Red Famine: Anne Applebaum on Why She Wrote Her Russian Trilogy
Pulitzer Prize-winning historian Anne Applebaum has been grappling with the complex questions of Soviet history since she published the first book in her Eastern European trilogy, Gulag in 2003. Having chronicled the rise of Communist regimes of Eastern Europe in The Iron Curtain, her latest volume, Red Famine, turns her attention to Stalin’s bloody war on Ukraine. In an exclusive article for Waterstones, as she looks back on a quarter century of research, she considers why these stories are more relevant now than ever.
In the quarter century that has passed since I started working on my first book about the Soviet Union, I think I have been asked “why” a hundred times or more. Why did I write Gulag: A History? Why Iron Curtain? Why Red Famine? Why Eastern Europe? I don’t know whether people who are interested in butterflies or Chinese literature have to answer that question about their books as well, but it always struck me as strange. I started the research for Gulag in the late 1990s, at a moment when Soviet archives were just opening up to foreign scholars. By the time I started Iron Curtain and then Red Famine, archives all over Poland, Hungary, East Germany and Ukraine were wide open too.
People were finding amazing stories, surprising insights, the answers to decades-old mysteries. To my mind, the question shouldn’t have been “why are you interested” but “why isn’t everybody interested?”
There were personal reasons that led me to write this trilogy of Eastern European histories, but they weren’t the obvious one. I don’t have any close family ties to the region, and nobody I grew up with did either. I did eventually marry a Pole (who eventually became a Polish politician) but I met him once I was already living in Poland. In fact, I got there thanks to books, and in particularly thanks to Russian, Czech and Polish writers: Nabokov, Chekov, Solzhenitsyn, Milosz, Bulgakov, Kundera. I decided to learn the languages; one thing led to another. I was working as a journalist in Warsaw when the wall came down in 1989. I spent a large chunk of 1991 in Ukraine, in the months before the Ukrainian independence vote led to the end of the Soviet Union.
But watching the region struggle to shake off the appalling shadow of communism led me to want to know more about how communism had been imposed in the first place. Why were so many people attracted to that system? How did its leaders persuade people to follow? By the time I first encountered it, as a student in Leningrad in 1985, the Soviet Union was already melting down and Stalinism was a distant memory. What had it been like in its heyday?
The fiction I had read gave me some psychological insights into the system. But there was more to learn. The great Gulag memoirists and storytellers – Ginzburg, Shalamov, Herling-Grudzinski – revealed another side of the story. So did the multiple volumes of oral history that Ukrainians collected, starting in the 1940s, on the history of the famine. So too did the interviews I conducted with dozens of people who took part in key events of the Stalinization of central Europe. And, of course, the archives showed quite a bit more.
For all three of my books, the archives have been revelatory. Communist bureaucrats kept track of everything, including much that couldn’t be discussed in public. A whole system of inspectors kept meticulous records of the terrible conditions in the Gulag camps, even complaining that “too many people are dying.” The directors of East German radio made transcripts of conversations during which they discussed, among other things, “why people don’t listen to us.” Police in Ukraine dutifully reported to the central authorities the existence of starvation, disease and cannibalism during the 1932-33 famine, even though officially, the famine did not exist.

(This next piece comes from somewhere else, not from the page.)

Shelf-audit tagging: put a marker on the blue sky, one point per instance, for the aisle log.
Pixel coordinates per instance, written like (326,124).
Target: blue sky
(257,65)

Over time, I came to understand that the archives revealed something important about the habit “doublethink” that lay at the heart of Soviet-style communism. Dishonest propaganda was pervasive, and lying was an accepted part of public life. At times, both could be used to make people afraid, or even to convince them to take part in mass arrests or mass terror. Yet even when false information “succeeded,” that didn’t mean that nobody saw through it, or that nobody understood what was happening. In different ways, my books have all sought to correct a historical record that was falsified by communist regimes, but preserved in other ways. Bureaucrats, policemen and public officials of all kinds kept records. Ordinary people kept diaries and remembered. Events that were erased from the public record lived on in public memory. Reality had a way of reasserting itself, even when an authoritarian state tried to banish it.
I know that these three books are not “cheerful,” although I do think that each one of them contains elements that are uplifting. People survived the Gulag; The Ukrainian nation outlasted Stalin’s attempts to destroy it; the central Europeans overthrew communism in 1989. Perhaps reading about these subjects in a happier present offers some perspective. Democracy in our time is under challenge in ways that it hasn’t been since the 1930s, so maybe it’s worth thinking about the unpalatable political alternatives, if only to make sure we avoid falling into some of the same traps. And besides, many of the stories really are too interesting to put down.